- Born: 15 June 1615 Venice, Republic of Venice
- Died: 8 February 1693 Venice, Republic of Venice
- Other names: Tarabotta
- Occupation: Painter
- Relatives: Arcangela Tarabotti (sister)

= Caterina Tarabotti =

Venetian artist

Caterina Agnese Tarabotti (baptised 15 June 1615 - 8 February 1693) was a Venetian painter of the Baroque period. She was born in Venice, and a pupil of Alessandro Varotari, called Padovanino, (1588-1649) and his sister Chiara (1584-1663 c.a). The sister of proto-feminist writer Arcangela Tarabotti, born Elena Cassandra. She practiced chiefly in Vicenza (her paintings at chiesa di San Silvestro were destroyed in 1944), where she painted historical pictures. She died in financial constraints at the Ospedaletto di San Giobbe in Venice on 8 February 1693, aged 78.

==Biography==
The daughter of Stefano Bernardino of the late Marc'Antonio and of Maria Cadena, she was the penultimate and sixth daughter (out of 11 siblings, there were four boys and seven girls) of Stefano Bernardino (1574-1642) and Maria Cadena (1575?-1649). She was baptised at San Pietro in Castello parish church, in the borough of Castello, in Venice, on 15 June 1615.

In 1617 she moved with her family to live near San Nicolò dei Tolentini, borough of Santa Croce, at the other edge of Venice, where her father run a manufacture of sublimates.

There is no documentary evidence of her training as a painter at least in her family papers. However, painter Alessandro Varotari appears among the best men at her older sister Lorenzina's wedding with Giacomo Pighetti, on 21 February 1640, when Caterina was then aged 25.
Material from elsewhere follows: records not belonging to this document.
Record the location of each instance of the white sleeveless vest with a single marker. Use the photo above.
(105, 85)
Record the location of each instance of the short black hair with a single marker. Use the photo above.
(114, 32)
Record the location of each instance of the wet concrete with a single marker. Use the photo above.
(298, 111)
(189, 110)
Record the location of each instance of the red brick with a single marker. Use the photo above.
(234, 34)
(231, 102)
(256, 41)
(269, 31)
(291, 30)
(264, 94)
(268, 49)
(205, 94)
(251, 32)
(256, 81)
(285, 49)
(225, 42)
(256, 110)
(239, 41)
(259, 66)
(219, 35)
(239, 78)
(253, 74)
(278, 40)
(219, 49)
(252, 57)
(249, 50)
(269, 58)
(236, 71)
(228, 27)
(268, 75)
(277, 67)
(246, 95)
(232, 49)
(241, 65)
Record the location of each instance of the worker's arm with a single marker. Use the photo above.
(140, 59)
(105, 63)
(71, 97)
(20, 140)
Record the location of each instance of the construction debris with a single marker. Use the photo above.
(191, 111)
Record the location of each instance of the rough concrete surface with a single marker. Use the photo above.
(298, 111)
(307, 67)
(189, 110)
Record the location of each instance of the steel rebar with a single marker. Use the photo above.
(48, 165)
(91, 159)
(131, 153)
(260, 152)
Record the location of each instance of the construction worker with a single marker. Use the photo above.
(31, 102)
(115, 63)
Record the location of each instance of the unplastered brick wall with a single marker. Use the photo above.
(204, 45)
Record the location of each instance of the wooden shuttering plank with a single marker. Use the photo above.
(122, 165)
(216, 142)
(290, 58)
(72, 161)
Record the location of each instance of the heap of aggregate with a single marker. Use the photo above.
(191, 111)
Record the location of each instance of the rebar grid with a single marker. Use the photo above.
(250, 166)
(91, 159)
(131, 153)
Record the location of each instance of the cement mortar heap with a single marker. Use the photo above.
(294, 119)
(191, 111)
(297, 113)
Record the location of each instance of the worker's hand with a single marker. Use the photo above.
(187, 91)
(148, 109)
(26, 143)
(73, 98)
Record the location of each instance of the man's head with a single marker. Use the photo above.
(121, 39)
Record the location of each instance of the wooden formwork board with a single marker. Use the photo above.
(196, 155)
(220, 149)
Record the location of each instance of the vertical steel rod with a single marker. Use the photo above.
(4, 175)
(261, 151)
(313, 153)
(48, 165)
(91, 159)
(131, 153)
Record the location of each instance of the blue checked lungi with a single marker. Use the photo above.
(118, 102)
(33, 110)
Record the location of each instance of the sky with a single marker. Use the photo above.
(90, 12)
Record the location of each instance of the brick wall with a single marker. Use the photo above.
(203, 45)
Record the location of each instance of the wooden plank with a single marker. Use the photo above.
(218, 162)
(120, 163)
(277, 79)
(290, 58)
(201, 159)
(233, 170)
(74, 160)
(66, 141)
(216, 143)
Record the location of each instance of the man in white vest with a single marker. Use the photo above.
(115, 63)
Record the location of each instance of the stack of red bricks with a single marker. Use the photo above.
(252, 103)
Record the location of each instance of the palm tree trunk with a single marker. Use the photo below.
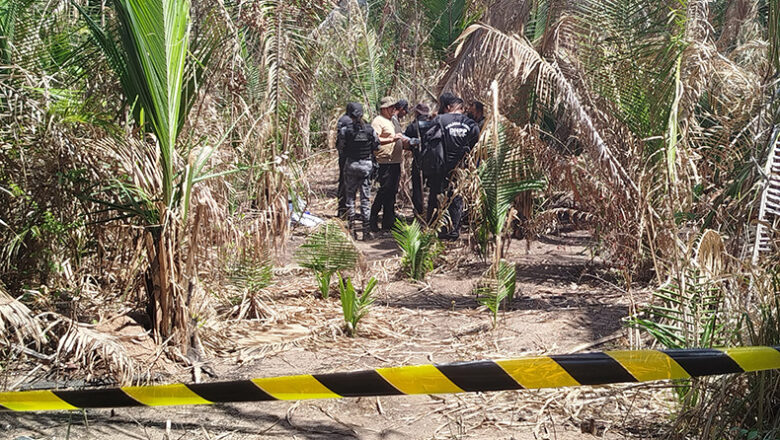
(170, 318)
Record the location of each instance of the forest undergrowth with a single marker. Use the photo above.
(153, 154)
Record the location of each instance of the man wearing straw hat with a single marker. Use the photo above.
(389, 156)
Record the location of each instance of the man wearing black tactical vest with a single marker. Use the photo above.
(458, 134)
(415, 133)
(359, 142)
(343, 121)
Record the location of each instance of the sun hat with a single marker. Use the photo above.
(387, 101)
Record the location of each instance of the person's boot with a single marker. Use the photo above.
(351, 225)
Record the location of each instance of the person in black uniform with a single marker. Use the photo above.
(477, 113)
(415, 133)
(360, 141)
(458, 134)
(344, 120)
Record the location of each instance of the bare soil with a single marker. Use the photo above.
(565, 302)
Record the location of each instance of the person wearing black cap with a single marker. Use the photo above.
(344, 120)
(457, 134)
(415, 133)
(360, 141)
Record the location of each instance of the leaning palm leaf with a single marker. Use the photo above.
(497, 285)
(326, 251)
(552, 89)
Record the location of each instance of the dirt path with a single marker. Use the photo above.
(561, 305)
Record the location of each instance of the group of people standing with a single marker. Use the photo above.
(438, 143)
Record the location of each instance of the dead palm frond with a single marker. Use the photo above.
(554, 90)
(18, 325)
(326, 251)
(93, 351)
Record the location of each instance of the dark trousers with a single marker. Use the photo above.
(440, 185)
(341, 191)
(417, 189)
(389, 177)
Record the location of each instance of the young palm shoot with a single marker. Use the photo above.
(420, 248)
(354, 305)
(497, 285)
(327, 251)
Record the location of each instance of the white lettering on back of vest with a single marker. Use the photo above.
(457, 129)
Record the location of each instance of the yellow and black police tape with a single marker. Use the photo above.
(524, 373)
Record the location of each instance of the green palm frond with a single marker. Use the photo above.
(774, 35)
(631, 50)
(326, 251)
(687, 312)
(448, 19)
(497, 285)
(158, 66)
(354, 305)
(420, 248)
(505, 174)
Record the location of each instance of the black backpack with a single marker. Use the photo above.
(432, 152)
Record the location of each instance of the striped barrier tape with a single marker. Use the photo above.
(552, 371)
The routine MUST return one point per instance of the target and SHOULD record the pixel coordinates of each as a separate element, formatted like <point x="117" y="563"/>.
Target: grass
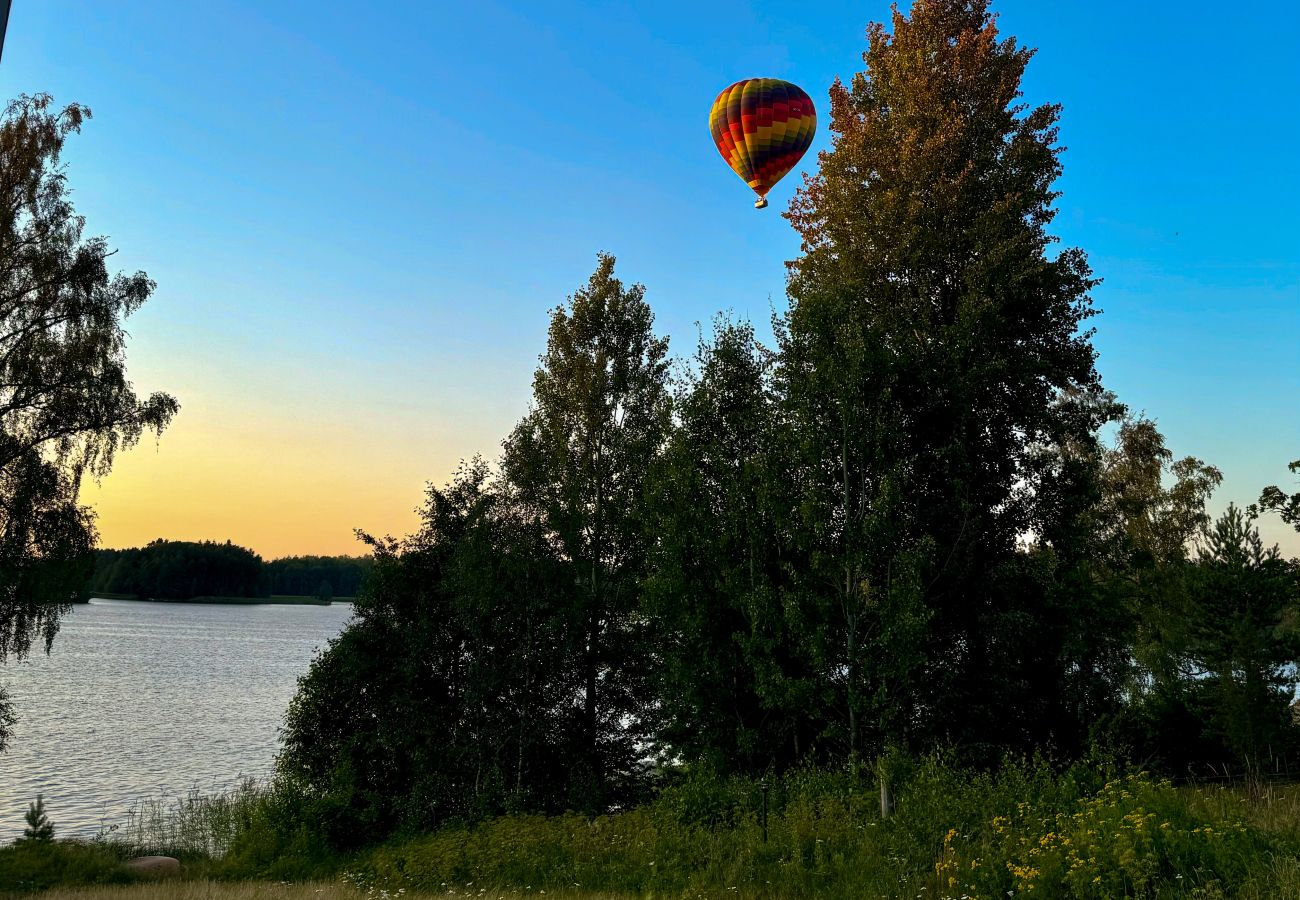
<point x="1025" y="831"/>
<point x="209" y="890"/>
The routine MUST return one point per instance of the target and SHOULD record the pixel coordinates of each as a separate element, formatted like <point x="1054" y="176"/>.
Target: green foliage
<point x="1027" y="829"/>
<point x="65" y="403"/>
<point x="31" y="865"/>
<point x="1274" y="498"/>
<point x="303" y="575"/>
<point x="38" y="823"/>
<point x="732" y="688"/>
<point x="181" y="570"/>
<point x="451" y="693"/>
<point x="1132" y="838"/>
<point x="928" y="346"/>
<point x="577" y="466"/>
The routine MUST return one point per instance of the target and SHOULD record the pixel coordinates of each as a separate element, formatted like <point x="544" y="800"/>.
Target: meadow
<point x="1027" y="830"/>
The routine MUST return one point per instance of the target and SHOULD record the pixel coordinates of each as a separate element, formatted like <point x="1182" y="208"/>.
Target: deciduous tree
<point x="65" y="403"/>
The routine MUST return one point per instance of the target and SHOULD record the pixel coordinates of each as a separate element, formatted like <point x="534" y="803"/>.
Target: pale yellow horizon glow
<point x="277" y="487"/>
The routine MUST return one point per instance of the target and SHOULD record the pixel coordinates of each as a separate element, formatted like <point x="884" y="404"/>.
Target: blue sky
<point x="358" y="220"/>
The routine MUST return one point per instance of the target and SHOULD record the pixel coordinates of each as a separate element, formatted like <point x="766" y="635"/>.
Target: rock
<point x="154" y="865"/>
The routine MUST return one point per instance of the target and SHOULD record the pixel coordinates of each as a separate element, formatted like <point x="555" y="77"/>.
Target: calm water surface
<point x="151" y="701"/>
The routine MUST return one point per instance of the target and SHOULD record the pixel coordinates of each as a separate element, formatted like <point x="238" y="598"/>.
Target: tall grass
<point x="194" y="826"/>
<point x="1028" y="830"/>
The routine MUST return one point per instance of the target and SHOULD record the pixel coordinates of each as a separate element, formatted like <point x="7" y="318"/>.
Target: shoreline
<point x="274" y="600"/>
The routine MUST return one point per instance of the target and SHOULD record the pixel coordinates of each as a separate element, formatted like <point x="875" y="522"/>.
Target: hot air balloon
<point x="762" y="126"/>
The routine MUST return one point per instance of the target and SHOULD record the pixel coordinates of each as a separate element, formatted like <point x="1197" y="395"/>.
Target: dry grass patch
<point x="180" y="890"/>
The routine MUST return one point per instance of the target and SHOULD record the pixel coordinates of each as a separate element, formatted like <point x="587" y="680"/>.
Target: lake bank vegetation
<point x="216" y="572"/>
<point x="906" y="605"/>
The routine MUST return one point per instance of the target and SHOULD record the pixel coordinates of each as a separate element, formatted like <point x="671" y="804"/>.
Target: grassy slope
<point x="207" y="890"/>
<point x="294" y="600"/>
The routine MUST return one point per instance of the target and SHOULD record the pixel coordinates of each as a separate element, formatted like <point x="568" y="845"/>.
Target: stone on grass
<point x="154" y="865"/>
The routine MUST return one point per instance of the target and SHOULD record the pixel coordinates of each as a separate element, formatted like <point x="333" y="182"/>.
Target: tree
<point x="65" y="403"/>
<point x="928" y="342"/>
<point x="579" y="461"/>
<point x="450" y="696"/>
<point x="1243" y="641"/>
<point x="732" y="688"/>
<point x="39" y="826"/>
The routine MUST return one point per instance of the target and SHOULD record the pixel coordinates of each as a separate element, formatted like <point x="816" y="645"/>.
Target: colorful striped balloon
<point x="762" y="126"/>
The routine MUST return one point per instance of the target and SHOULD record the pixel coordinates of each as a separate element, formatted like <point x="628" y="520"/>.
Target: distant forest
<point x="182" y="570"/>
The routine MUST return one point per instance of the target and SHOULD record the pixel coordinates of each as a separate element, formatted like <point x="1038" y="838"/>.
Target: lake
<point x="150" y="701"/>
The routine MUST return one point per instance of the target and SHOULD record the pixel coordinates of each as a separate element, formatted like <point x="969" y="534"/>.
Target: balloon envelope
<point x="762" y="128"/>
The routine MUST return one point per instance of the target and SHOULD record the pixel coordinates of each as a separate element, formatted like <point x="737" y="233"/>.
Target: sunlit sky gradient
<point x="358" y="216"/>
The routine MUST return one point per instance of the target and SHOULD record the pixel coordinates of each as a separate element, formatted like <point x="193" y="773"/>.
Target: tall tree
<point x="1242" y="640"/>
<point x="579" y="459"/>
<point x="732" y="688"/>
<point x="450" y="695"/>
<point x="1277" y="500"/>
<point x="930" y="337"/>
<point x="65" y="403"/>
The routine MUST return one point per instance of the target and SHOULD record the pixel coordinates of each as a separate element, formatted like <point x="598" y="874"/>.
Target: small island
<point x="221" y="572"/>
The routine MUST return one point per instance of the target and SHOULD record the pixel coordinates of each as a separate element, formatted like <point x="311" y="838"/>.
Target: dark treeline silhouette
<point x="316" y="576"/>
<point x="182" y="570"/>
<point x="898" y="529"/>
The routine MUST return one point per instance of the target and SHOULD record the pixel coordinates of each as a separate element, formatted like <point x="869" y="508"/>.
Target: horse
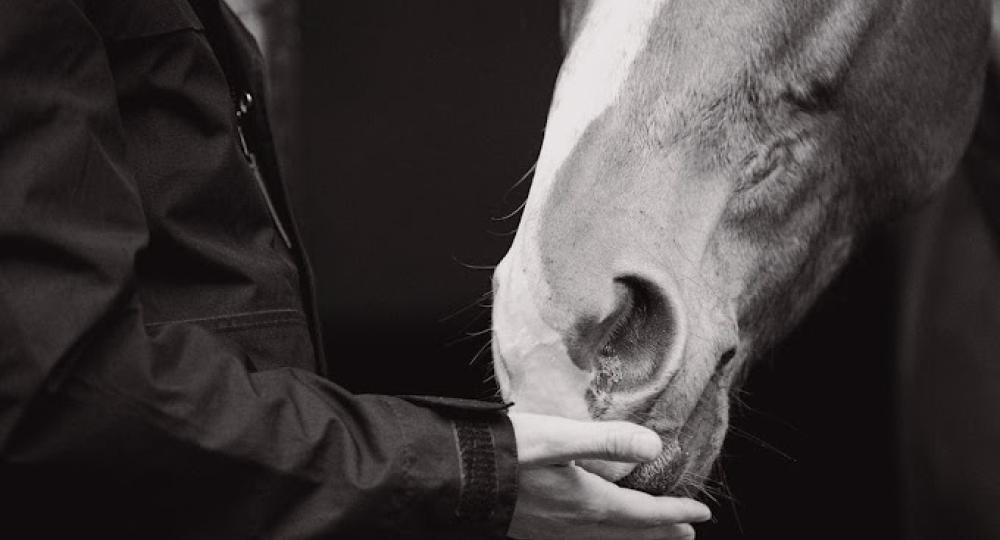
<point x="707" y="168"/>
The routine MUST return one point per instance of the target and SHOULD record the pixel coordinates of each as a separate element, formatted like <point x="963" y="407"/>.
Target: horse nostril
<point x="636" y="337"/>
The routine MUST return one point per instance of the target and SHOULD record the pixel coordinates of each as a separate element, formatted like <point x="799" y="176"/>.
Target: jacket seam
<point x="298" y="317"/>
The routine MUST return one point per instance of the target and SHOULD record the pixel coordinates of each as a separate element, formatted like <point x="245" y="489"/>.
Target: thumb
<point x="546" y="440"/>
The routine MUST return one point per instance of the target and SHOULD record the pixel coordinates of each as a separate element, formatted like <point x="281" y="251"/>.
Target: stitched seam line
<point x="236" y="317"/>
<point x="480" y="491"/>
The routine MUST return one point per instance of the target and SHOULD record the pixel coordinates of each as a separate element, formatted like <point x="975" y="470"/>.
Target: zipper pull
<point x="261" y="186"/>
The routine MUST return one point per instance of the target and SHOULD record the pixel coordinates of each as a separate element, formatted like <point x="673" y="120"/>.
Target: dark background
<point x="415" y="121"/>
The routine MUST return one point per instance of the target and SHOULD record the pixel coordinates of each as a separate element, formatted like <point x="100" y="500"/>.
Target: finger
<point x="611" y="471"/>
<point x="631" y="508"/>
<point x="560" y="440"/>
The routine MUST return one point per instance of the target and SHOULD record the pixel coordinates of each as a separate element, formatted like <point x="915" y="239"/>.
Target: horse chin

She remained single, since her family could not afford to pay a marital dowry for her, after having provider one also for her youngest sister Innocenza. In 1647, aged 30, went living together with her sister Angela, a spinster aged 40, at some relative's place in Venice, as a lodger. In her will, written in the same year, her mother Maria nee Cadena left her the yearly income of 60 ducats, which would be the amount required to enter a convent as a nun.

As a matter of fact, both Caterina and Angela Tarabotti did enter eventually Corpus Domini nunnery in Vicenza, but they did not take the veil, staying as lodgers from 1 August 1648 onwards. Angela spent the rest of her life there, submitted to the law of strict enclosure without being a nun, and died there in 1685. Caterina left on 23 November 1650, moved back to Venice and spent a period in Sant'Anna in Castello nunnery, possibly as a volunteer nurse, before her sister, the protofeminist writer Suor Arcangela, died there on 22 February 1652.

In the following years, Caterina had to fight for her legal possessions against her brother Lorenzo (1610-1661) and his heirs. In 1674 she was living at Rio delle Chiovere, where her nephews Dario had rented her a flat at the symbolic price of 1 ducat per year, due to their debt with her of 850 ducats.

Sadly, in 1690, when writing her will, Caterina was living with her servant and heir at the Ospedaletto di San Giobbe in financial constraints. She left only a painting to her grand-niece Lorenzina Badoer nee Pighetti. She died on 8 February 1693, aged 78.

In her posthumous book, Simplicity Deceived, published in Leiden, by Elzevier in 1654, two years after her death, Arcangela Tarabotti possibly writes about her sister Caterina - without overtly naming her -, when stating:

"Let the proof be a young woman closely related to me, gifted with abundant wit and talents. In no time she reached the point of competing with Apollo in music and poetry, with Apelles in painting, with Minerva in learning, and with Nature herself in sculpting small animals so realistically that, but the fact they do not move or fly away, you would think they were alive".

However, this passage does not appear in the manuscript version of "Tirannia paterna" (the previous title of "Semplicità ingannata"), now uncovered by Francesca Medioli. Hence, there is the strong doubt that it was Caterina herself adding such an enthusiastic statement about her multi-purpose capacities (there is no evidence about any musical talent of hers, for instance). If not CAterina, it could have been the editor of "Simplicity Deceived", the French ex Huguenot, astronomer and acquaintance Ismael Boulliau, to add such a clause, perhaps out of gratitude, in case she had funded her late sister's publication.

In 1660 Marco Boschini listed Caterina Tarabotti among the great Venetian painters of his days, opposite to Lanzi (Dizionario biografico delle donne illustri, Milan, Bettoni, 1822, vol. III, p. 171). She appears among the Venetian artists in Quinto catalogo de gli pittori di nome che al presente vivono in Venetia, in Venetia città nobilissima et singolare descritta in XIV libri da M. Francesco Sansovino (Venice, Stefano Curti, 1663, p. 23).

A church in Vicenza, San Silvestro, with some frescoes on the ceiling by Caterina went destroyed during Second World War. Caterina' will lists two paintings of hers only. No certain attribution of any is currently available.